Pacotão, antes crítico, virou tema de piada no Carnaval

Publicado

Autor/Imagem:
Kleber Ferriche

A irreverência pode ser a explicação oferecida pelos responsáveis do bloco Pacotão, entre outras coisas, para o texto da faixa fixada sobre a cabine do seu caminhão de som. O velho Charles Preto, que por anos reuniu jornalistas e a comunidade intelectual, com muito sacrifício, pode estar agora pulando nos céus. Não pelo Carnaval, mas de raiva.

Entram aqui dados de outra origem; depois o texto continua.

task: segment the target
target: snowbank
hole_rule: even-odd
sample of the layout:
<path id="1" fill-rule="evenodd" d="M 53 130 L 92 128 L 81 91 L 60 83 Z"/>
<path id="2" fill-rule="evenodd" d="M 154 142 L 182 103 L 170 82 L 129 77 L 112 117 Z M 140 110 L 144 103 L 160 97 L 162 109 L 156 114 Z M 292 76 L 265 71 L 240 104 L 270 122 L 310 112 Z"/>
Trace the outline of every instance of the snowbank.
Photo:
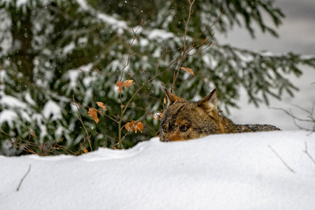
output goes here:
<path id="1" fill-rule="evenodd" d="M 0 156 L 0 209 L 315 209 L 312 157 L 315 134 L 296 131 Z"/>

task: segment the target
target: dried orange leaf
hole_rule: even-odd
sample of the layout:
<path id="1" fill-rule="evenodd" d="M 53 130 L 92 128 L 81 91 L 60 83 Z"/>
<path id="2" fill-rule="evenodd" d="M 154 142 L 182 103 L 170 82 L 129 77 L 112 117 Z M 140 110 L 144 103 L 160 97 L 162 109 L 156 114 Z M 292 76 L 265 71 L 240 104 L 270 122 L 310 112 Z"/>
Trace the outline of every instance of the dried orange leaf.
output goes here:
<path id="1" fill-rule="evenodd" d="M 97 118 L 97 109 L 94 108 L 90 108 L 88 113 L 89 115 L 93 118 L 94 121 L 95 121 L 96 123 L 99 123 L 99 120 Z"/>
<path id="2" fill-rule="evenodd" d="M 127 123 L 125 125 L 125 128 L 127 130 L 130 130 L 132 129 L 132 128 L 134 127 L 134 122 L 135 122 L 135 121 L 132 121 L 132 122 L 127 122 Z"/>
<path id="3" fill-rule="evenodd" d="M 144 130 L 144 124 L 142 122 L 138 122 L 136 123 L 136 121 L 132 121 L 130 122 L 127 122 L 125 125 L 125 128 L 127 130 L 133 130 L 136 134 L 136 130 L 139 130 L 141 133 Z"/>
<path id="4" fill-rule="evenodd" d="M 195 76 L 194 71 L 192 71 L 192 70 L 190 68 L 186 68 L 186 67 L 181 67 L 181 69 L 183 69 L 183 71 L 188 72 L 190 74 L 192 74 L 193 76 Z"/>
<path id="5" fill-rule="evenodd" d="M 139 130 L 141 133 L 142 130 L 144 130 L 144 124 L 142 122 L 136 122 L 135 127 L 134 127 L 134 132 L 136 134 L 136 130 Z"/>
<path id="6" fill-rule="evenodd" d="M 132 83 L 133 81 L 134 81 L 133 80 L 125 80 L 125 81 L 123 83 L 123 85 L 124 85 L 124 86 L 126 86 L 127 88 L 129 88 L 129 87 L 130 87 L 132 84 L 134 84 L 134 83 Z"/>
<path id="7" fill-rule="evenodd" d="M 118 92 L 121 92 L 122 91 L 122 87 L 124 86 L 122 83 L 120 81 L 117 81 L 116 86 L 118 87 L 117 91 L 118 91 Z"/>
<path id="8" fill-rule="evenodd" d="M 107 109 L 106 109 L 106 107 L 105 106 L 105 104 L 104 104 L 104 103 L 103 102 L 97 102 L 97 104 L 99 106 L 99 107 L 101 107 L 101 108 L 102 108 L 103 109 L 104 109 L 104 111 L 106 111 Z M 102 114 L 102 113 L 101 113 Z"/>
<path id="9" fill-rule="evenodd" d="M 153 115 L 153 119 L 155 120 L 158 120 L 161 116 L 162 113 L 156 113 Z"/>

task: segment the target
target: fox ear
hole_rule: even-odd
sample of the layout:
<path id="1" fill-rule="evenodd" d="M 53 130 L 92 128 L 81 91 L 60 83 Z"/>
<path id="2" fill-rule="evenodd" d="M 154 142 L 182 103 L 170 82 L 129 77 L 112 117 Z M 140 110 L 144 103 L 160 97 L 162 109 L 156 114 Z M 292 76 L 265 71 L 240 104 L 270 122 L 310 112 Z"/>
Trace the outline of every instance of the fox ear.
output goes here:
<path id="1" fill-rule="evenodd" d="M 216 94 L 216 89 L 206 97 L 197 102 L 198 106 L 203 107 L 207 111 L 216 111 L 218 109 L 218 97 Z"/>
<path id="2" fill-rule="evenodd" d="M 172 105 L 175 102 L 184 102 L 185 100 L 178 97 L 176 94 L 171 93 L 167 89 L 164 88 L 165 96 L 167 99 L 167 106 Z"/>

Os coleguinhas criaram um novo adjetivo: ANCIOSA. Uma referência pouco entendida sobre a primeira-dama Marcela Temer. Será que vem de um novo verbo, provavelmente “anciosar”, tornar-se mais velha, talvez. É isso?

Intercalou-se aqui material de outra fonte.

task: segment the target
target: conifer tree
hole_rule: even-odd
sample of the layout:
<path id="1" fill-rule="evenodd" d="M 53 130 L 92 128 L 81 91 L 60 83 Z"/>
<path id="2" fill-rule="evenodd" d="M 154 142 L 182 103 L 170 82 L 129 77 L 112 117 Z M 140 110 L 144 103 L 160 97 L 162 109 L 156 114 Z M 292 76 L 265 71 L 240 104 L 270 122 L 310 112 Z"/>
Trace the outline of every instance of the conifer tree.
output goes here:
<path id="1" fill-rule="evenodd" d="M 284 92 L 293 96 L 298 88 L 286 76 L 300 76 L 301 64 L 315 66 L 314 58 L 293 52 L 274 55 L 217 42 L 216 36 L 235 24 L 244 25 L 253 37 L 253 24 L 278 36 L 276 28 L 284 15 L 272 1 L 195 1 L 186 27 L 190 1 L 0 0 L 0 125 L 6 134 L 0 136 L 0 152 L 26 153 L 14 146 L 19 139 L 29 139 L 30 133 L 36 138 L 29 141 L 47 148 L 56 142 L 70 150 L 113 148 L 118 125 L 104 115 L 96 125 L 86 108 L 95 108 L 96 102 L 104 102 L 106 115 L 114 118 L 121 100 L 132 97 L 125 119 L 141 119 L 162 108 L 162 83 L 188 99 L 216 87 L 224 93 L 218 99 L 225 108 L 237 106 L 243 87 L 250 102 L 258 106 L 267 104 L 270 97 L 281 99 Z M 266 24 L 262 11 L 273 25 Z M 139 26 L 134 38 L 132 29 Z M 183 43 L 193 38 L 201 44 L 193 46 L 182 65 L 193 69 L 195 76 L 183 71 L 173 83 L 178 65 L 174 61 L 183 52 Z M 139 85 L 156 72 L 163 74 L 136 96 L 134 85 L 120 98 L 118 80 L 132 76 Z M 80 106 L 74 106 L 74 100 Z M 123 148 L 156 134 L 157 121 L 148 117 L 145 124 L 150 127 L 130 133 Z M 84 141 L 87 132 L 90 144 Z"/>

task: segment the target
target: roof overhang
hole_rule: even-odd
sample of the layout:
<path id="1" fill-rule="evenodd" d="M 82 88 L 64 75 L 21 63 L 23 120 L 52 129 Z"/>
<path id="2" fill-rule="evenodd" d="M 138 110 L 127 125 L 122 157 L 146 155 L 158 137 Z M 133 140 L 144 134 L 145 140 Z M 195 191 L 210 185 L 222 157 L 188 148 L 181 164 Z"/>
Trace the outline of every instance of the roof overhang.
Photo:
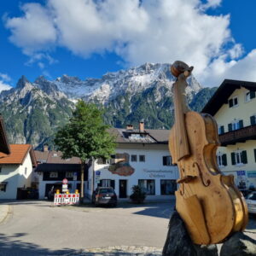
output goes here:
<path id="1" fill-rule="evenodd" d="M 0 152 L 3 152 L 6 154 L 10 154 L 9 144 L 2 116 L 0 116 Z"/>
<path id="2" fill-rule="evenodd" d="M 235 91 L 235 90 L 240 89 L 241 87 L 244 87 L 249 90 L 256 91 L 256 83 L 225 79 L 215 91 L 201 112 L 207 113 L 214 116 L 224 104 L 228 103 L 228 99 Z"/>

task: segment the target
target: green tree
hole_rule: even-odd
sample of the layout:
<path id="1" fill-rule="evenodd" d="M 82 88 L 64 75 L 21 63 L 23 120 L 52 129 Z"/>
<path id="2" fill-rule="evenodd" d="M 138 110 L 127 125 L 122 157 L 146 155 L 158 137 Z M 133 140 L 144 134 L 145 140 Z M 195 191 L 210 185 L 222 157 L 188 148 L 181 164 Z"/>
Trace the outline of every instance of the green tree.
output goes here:
<path id="1" fill-rule="evenodd" d="M 108 132 L 103 110 L 96 105 L 79 101 L 69 122 L 55 134 L 55 143 L 62 158 L 81 159 L 81 201 L 84 198 L 84 164 L 93 159 L 109 159 L 114 153 L 115 138 Z M 92 190 L 94 189 L 94 172 Z"/>

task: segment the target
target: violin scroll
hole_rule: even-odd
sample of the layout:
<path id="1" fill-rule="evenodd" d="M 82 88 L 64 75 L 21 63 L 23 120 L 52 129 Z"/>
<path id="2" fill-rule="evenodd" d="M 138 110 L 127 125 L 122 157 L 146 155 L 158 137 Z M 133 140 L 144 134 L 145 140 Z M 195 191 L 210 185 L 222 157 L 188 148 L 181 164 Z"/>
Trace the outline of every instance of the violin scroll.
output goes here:
<path id="1" fill-rule="evenodd" d="M 173 76 L 177 78 L 180 74 L 184 73 L 185 77 L 189 77 L 193 70 L 194 67 L 189 67 L 185 62 L 176 61 L 171 66 L 171 73 Z"/>

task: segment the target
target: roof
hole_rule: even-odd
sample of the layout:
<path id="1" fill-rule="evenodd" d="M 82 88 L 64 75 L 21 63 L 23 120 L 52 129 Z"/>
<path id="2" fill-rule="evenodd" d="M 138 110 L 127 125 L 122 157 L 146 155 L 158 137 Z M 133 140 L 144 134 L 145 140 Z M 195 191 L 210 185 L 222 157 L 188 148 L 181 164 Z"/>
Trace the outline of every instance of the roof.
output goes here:
<path id="1" fill-rule="evenodd" d="M 126 130 L 110 128 L 108 132 L 116 137 L 117 143 L 148 143 L 148 144 L 167 144 L 170 130 Z M 137 136 L 138 135 L 138 136 Z"/>
<path id="2" fill-rule="evenodd" d="M 2 116 L 0 116 L 0 152 L 7 154 L 10 154 L 9 144 Z"/>
<path id="3" fill-rule="evenodd" d="M 228 99 L 234 90 L 240 89 L 241 87 L 256 91 L 256 83 L 225 79 L 215 91 L 201 112 L 210 113 L 213 116 L 222 105 L 228 103 Z"/>
<path id="4" fill-rule="evenodd" d="M 80 172 L 81 164 L 40 164 L 35 169 L 35 172 Z"/>
<path id="5" fill-rule="evenodd" d="M 35 151 L 37 161 L 45 162 L 47 164 L 80 164 L 81 160 L 79 157 L 72 157 L 69 159 L 62 159 L 61 151 Z"/>
<path id="6" fill-rule="evenodd" d="M 10 144 L 10 154 L 0 153 L 0 165 L 22 165 L 30 154 L 32 165 L 37 166 L 33 148 L 31 144 Z"/>
<path id="7" fill-rule="evenodd" d="M 37 161 L 46 162 L 47 158 L 48 158 L 48 154 L 49 154 L 49 151 L 35 150 L 35 155 L 36 155 Z"/>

Especialmente nos anos 80, os anjos da comunicação que cercavam o velho Charles, faziam do Pacotão um palco de protesto irreverente, ácido, divertido e inteligente. No Clube da Imprensa eram reunidas as famílias das redações que produziam, entre muitos goles de rabos-de-galo e churrasco comunitário, faixas, marchinhas e o autêntico deboche político que não poupava ninguém.

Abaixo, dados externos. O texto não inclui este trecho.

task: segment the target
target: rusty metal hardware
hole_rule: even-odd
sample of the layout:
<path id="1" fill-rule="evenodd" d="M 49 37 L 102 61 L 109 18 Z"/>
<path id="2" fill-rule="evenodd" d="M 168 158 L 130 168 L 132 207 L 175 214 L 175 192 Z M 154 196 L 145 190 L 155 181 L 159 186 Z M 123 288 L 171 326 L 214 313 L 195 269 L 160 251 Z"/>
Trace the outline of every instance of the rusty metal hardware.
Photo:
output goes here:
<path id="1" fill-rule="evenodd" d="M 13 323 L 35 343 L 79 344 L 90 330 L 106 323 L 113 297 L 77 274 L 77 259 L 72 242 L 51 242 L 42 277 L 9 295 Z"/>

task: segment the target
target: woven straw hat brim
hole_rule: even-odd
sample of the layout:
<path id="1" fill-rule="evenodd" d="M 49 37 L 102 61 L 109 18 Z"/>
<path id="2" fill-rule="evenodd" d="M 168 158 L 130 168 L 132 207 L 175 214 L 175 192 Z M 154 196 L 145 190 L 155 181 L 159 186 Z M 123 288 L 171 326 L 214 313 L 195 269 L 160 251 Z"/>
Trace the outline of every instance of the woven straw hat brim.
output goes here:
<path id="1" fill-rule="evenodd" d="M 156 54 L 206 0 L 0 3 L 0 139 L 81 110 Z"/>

É antológico o Carnaval do Pacotão em que o tema foi o filme de Jean-Luc Godard de 1985, Je vous salue, Marie, cuja exibição foi proibida pelo pudico e angelical presidente José Sarney. Aliás, o tema não era propriamente o filme, mas Sarney e a sua censura, feita a pedido, dizem, de Dona Marly Sarney, que não gostou do que viu e ficou escandalizada com Godard.

Prato cheio para o Pacotão que à época não inventou neologismos incompreensíveis para protestar. Hoje, quando o famoso casal já “anciosou” de tanta presença na história brasileira, o Pacotão foi renovado, ganhou cara nova e está irreconhecível.

No domingo, 11, na Quadra 304 Norte, local da concentração, havia um caminhão de som – inclusive o da faixa – para cada 20 foliões. Nenhum propagou ao menos um único acorde de marchinhas de Carnaval. Locutores, do alto das imensas estruturas móveis, divulgavam propaganda de pré-candidatos políticos e de protestos a temas que serão votados na Câmara dos Deputados, com torcidinha organizada, uniformezinhos verdes, sanduichezinhos de mortadela e água mineral. E ninguém interessado nos temas.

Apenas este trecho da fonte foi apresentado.